Aujourd’hui, samedi, jour de notre départ, je suis triste. Triste parce que je suis préoccupée par le sort de l’Afrique. Cette Afrique qui existe en dépit de tout et par elle-même. Ce continent isolé et éternel. Je n’ai parcouru que le plus petit pays d’Afrique et pourtant, j’ai l’impression de la sentir, d’en saisir le pouls.
Alors que l’image nord-américaine que l’on se fait de l’Afrique correspond davantage à celle de Vision Mondiale : famine, sécheresse, sida, enfants squelettiques, bidonvilles, camps de réfugiés, etc… la mienne, celle qui m’a marquée et séduite, se caractérise par un peuple accueillant, chaleureux et extraverti, par un paysage montagneux et verdoyant, par une jeunesse d’espoir qui aspire à s’épanouir.
Mais l’épanouissement de la population africaine passe par un développement économique durable, par la présence d’une infrastructure sanitaire fonctionnelle, par la création d’un réseau routier, par l’installation d’un système de communication qui sortira les villages de leur isolement, par une nouvelle génération d’hommes politiques qui auront la volonté de contribuer au développement de leur peuple et non de leur portefeuille personnel et par l’alphabétisation et l’éducation des milliers d’ethnies qui composent l’Afrique.
Un souhait bien loin de la réalité actuelle. Avec tout ce travail à faire, quel est le rôle que, nous, pays développés, devrions jouer pour aider l’Afrique ? Pourquoi l’Afrique n’est-elle pas partie prenante de la mondialisation alors que l’Amérique du Sud et l’Asie constituent les nouvelles main-d’oeuvres du commerce international ? Quelle est la place de ces hommes dans la grande famille humaine ? Quelle est la part que nous réservons à l’Afrique ? Démontrons-nous un réel élan de compassion envers ses pays ou pensons-nous encore uniquement à en tirer profit pour le bénéfice de notre propre pays ?
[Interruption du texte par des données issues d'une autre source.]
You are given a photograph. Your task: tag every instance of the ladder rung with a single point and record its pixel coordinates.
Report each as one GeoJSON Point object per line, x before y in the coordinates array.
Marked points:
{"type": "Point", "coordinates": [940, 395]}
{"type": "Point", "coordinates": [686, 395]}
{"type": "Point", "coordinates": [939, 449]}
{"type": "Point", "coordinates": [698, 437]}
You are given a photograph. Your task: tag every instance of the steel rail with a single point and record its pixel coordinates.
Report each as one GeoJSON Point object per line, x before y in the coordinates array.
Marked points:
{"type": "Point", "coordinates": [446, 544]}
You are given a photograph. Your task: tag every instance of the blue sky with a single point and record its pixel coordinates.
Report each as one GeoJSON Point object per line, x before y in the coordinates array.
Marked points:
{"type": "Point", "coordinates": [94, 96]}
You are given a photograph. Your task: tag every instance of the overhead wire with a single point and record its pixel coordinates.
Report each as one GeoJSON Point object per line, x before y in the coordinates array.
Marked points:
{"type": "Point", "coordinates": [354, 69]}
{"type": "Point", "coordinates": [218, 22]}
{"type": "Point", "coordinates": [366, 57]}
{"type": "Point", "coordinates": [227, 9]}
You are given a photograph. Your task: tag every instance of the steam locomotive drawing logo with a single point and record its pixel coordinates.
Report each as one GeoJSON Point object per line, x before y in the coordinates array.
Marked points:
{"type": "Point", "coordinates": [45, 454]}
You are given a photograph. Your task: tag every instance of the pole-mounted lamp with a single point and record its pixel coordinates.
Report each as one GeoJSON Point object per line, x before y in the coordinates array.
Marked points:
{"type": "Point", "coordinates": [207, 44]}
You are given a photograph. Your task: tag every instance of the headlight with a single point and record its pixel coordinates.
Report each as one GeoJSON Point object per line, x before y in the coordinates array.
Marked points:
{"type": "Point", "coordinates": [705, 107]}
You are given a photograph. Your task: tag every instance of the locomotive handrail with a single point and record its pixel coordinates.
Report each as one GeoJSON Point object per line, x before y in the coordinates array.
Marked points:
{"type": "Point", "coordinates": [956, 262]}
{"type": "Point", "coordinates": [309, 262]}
Grande oubliée du commerce international, l’Afrique souffre également d’un problème au niveau du commerce interne. Prenons l’industrie du vêtement en exemple. Alors qu’il y à peine vingt ans, le tissage et la fabrication de vêtements constituaient une industrie effervescente, aujourd’hui, l’importation de vêtements usés en provenance de l’Europe et de l’Amérique du Nord a tué ce marché, car les produits se vendent à meilleur prix que ceux en provenance du marché local.
Puis, tant que les situations politiques qui règnent dans plusieurs pays d’Afrique, tel que présentement au Darfour et au Congo, demeureront instables, voires conflictuelles ;
Tant que le vol, la corruption, la violence, les guerres civiles constitueront des modes de vie dans de nombreux pays et que la guerre des diamants continuera de tuer des milliers de personnes en Angola et en Sierre Leone ;
Tant que les warlords (ancien officier, ex-ministre, militant avide de pouvoir et d’argent) mèneront une véritable dictature, constituant des armées composées d’enfants affamés qui deviennent de véritables guerriers;
Tant que tout cela perdurera, les pays développés demeureront à l’écart de l’Afrique.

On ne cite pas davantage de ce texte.